CHICAGO (TheStreet) -- I spent a long weekend in chilly, rainy Chicago listening to endless cancer-drug data presentations at the American Society of Clinical Oncology (ASCO) annual meeting. Here are my flash impressions on the biotech and drug companies at this huge cancer conference, and whether they come out looking stronger or weaker.
ImmunoGen (IMGN): Stronger, because of the potential for IMGN583 to effectively treat a targeted segment of ovarian cancer patients. And because ImmunoGen owns 100% of the drug's rights.

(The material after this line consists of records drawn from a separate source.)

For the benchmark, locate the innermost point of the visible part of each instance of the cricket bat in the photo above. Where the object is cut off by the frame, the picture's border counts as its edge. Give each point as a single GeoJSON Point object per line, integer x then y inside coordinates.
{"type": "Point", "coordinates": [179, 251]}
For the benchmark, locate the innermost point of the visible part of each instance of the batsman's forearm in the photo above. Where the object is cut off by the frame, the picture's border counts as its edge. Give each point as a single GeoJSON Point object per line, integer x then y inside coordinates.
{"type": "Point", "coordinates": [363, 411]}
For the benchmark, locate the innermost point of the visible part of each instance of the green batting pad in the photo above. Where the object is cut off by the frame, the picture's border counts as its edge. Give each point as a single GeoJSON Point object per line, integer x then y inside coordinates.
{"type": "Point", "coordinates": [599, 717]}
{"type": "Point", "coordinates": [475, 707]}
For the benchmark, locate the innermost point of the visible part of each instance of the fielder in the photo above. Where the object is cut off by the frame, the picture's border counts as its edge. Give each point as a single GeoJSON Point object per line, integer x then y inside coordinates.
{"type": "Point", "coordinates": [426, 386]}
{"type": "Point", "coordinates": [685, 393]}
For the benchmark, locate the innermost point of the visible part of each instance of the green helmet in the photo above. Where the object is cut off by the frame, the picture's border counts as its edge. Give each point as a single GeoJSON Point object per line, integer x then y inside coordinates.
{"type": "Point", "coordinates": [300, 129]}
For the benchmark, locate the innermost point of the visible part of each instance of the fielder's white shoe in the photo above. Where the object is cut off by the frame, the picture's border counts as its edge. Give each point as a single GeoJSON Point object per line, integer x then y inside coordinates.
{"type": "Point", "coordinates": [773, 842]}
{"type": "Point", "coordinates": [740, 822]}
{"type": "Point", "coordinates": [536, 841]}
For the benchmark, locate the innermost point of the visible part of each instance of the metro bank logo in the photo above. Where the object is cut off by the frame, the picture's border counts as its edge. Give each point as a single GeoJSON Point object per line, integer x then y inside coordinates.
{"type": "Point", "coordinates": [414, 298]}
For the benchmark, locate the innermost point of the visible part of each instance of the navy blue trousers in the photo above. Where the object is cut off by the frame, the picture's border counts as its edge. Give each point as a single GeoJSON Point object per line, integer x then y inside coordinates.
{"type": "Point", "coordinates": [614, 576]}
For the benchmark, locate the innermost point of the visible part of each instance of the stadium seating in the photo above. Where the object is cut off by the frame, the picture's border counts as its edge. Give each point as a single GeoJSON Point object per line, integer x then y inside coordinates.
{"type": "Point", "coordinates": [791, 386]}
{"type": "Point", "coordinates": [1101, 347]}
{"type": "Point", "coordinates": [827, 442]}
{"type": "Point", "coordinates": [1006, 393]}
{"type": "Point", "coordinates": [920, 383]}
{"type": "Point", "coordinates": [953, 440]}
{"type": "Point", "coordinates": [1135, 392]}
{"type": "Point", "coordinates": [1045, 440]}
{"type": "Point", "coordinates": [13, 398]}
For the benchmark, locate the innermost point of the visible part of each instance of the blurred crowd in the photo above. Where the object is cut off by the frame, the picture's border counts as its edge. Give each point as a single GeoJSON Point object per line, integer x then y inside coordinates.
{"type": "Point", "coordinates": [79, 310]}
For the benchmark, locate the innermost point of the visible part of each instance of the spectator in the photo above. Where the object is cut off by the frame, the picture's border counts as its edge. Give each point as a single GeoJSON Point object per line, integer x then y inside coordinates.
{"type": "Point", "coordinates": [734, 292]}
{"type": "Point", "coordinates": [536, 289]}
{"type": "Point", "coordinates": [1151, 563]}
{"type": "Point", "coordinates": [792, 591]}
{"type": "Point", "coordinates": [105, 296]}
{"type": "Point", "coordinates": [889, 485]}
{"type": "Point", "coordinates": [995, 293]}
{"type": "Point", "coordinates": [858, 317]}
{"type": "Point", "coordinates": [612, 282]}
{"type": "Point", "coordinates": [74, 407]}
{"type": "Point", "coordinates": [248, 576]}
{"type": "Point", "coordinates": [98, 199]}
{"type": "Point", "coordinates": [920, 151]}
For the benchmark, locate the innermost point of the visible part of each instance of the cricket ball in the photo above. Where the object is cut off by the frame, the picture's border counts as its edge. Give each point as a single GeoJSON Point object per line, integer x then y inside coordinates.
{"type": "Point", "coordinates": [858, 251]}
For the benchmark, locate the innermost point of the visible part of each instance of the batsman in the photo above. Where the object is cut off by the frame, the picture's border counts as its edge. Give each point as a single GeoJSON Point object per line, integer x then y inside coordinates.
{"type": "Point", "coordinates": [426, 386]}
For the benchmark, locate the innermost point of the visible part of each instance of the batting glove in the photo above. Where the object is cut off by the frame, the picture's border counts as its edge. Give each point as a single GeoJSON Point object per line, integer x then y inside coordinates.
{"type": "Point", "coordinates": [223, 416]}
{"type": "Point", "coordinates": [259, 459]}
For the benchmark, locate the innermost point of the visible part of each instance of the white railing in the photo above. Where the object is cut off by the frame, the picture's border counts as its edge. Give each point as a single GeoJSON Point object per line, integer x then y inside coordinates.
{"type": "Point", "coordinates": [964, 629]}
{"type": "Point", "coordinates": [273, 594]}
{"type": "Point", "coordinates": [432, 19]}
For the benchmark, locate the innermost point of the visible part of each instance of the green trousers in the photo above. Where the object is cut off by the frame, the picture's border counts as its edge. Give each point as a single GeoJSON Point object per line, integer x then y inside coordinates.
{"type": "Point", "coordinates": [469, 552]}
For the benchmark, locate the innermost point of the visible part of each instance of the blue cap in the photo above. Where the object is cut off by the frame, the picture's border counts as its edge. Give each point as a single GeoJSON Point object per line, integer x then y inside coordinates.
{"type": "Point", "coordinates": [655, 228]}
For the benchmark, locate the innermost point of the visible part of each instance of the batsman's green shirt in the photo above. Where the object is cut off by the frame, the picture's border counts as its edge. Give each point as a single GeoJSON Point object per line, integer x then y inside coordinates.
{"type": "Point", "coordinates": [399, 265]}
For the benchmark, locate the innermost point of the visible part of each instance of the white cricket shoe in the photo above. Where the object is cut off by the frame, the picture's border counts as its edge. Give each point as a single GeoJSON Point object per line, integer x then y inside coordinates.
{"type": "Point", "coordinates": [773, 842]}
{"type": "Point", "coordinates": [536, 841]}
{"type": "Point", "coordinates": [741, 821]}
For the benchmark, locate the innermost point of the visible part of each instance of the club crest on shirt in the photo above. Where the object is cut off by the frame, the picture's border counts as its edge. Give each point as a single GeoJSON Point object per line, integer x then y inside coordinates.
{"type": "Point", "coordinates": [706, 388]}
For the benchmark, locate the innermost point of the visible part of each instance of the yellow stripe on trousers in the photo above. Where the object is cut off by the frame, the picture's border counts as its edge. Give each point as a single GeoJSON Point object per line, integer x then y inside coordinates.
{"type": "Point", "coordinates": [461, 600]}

Bristol-Myers Squibb (BMY): Weaker, but just barely. Bristol-Myers still has more positive clinical data on checkpoint inhibitors than any of its competitors, but some of that data (Opdivo in non-squamous, non-small cell lung cancer) was only "meh" and left room for others to gain ground. To its credit, the Opdivo data in liver cancer showed some of the strongest results I saw this weekend, although the commercial market opportunity there might be on the smallish side. I'm not sure anyone leaves ASCO this year convinced that one PD-1 or PD-L1 checkpoint inhibitor is better than the other, which blunts Bristol-Myers' first-mover advantage.
Merck (MRK): Stronger. The mixed match repair (MMR) biomarker data in colon cancer were impressive and provided a path for Keytruda to be effective in a tumor type not normally dented by checkpoint inhibitors.